To recap: Larry DePrimo, a NYPD officer, saw a homeless man on a frigid November night, and went into a nearby shoe store and spent his own money buying insulated boots and warm socks which he then helped put on the homeless man. A tourist from Arizona captured a picture of the officer's kindness and the rest, as they say, is history.
I wrote about this heartwarming story, not from the point of view of the officer who helped, or the tourist who got the picture, but more from a 'what would I have done' perspective (and admit that I might not have been as charitable as Officer DePrimo.). I also found a number of other stories of police officers doing good deed, because I really think this happens more often than we realize.
Today, scrolling through one of my news services, I saw this headline:
Man given boots by NYPD officer: Street life ‘my choice’Seems that, according to the one of the Yahoo blogs, the 'homeless' man who got the assist from DePrimo is not homeless after all. Jeffrey Hillman, 54 and a veteran, actually has an apartment where he sleeps sometimes, and he's not wearing the $75 boots but instead has them hidden so they won't get stolen.
The Yahoo story linked to one in the New York Times, which told of the again-barefoot Hillman, his military service (five years and an honorable discharge), and that a woman had previously bought him a pair of shoes.
Another story, in the NY Daily News, tells of the Bronx apartment, which is paid for by a combination of safety net programs and Hillman's veteran's benefits. It also includes more background information, including comments from an old high-school friend who has set up a fund to help get Hillman off the street.
As this saga continues to unfold, it's clear that there are no easy solutions to solving the homeless problem that cities large and small face. For many of us, it's hard to imagine wandering the streets barefoot in the northeast in November, when you have a pair of insulated boots you could be wearing. And we don't understand why folks 'choose' the homeless life when there are options, including loving families and friends, and a variety of shelters, places for a hot meal and a warm bed, and yes, even the kindness and generosity of strangers. Why would anyone pass up these opportunities these options, and instead stay on the street?
Sometimes none of these alternatives are viable for the homeless. For whatever reason, people make the same choice as Hillman every day, and sometimes, it ends badly.
Back in September, here in Syracuse, a homeless woman named Michelle Noce was found unconscious under a bridge, and later died; she likely had been involved in a fight over territory, a prime panhandling location. A memorial service was held; friends who knew her back in high school in a small town east of here remembered her as a completely different person than the one she had become, as did Jeffrey Hillman's high school friend.
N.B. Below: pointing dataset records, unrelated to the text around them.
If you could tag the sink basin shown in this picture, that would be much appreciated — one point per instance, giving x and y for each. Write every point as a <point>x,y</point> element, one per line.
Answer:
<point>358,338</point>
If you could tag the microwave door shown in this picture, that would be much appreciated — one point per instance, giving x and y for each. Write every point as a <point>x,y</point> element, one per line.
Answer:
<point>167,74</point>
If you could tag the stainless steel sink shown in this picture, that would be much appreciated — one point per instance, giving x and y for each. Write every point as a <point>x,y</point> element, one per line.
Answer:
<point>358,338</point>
In Syracuse, according to reports, there are an average of 423 homeless people receiving services from local organizations each night. In New York City, the numbers are mind-boggling: over 46,000 each night in the municipal shelter system, another 5,000 in private shelters. And there are countless others who can't or won't get into shelters.
Those that try and make a difference, whether officially (social service agencies or NGOs) or unofficially (like Larry DePrimo) have to face the possibility that their efforts will be rebuffed by the likes of Hillman and Noce. But it doesn't mean that we should stop trying.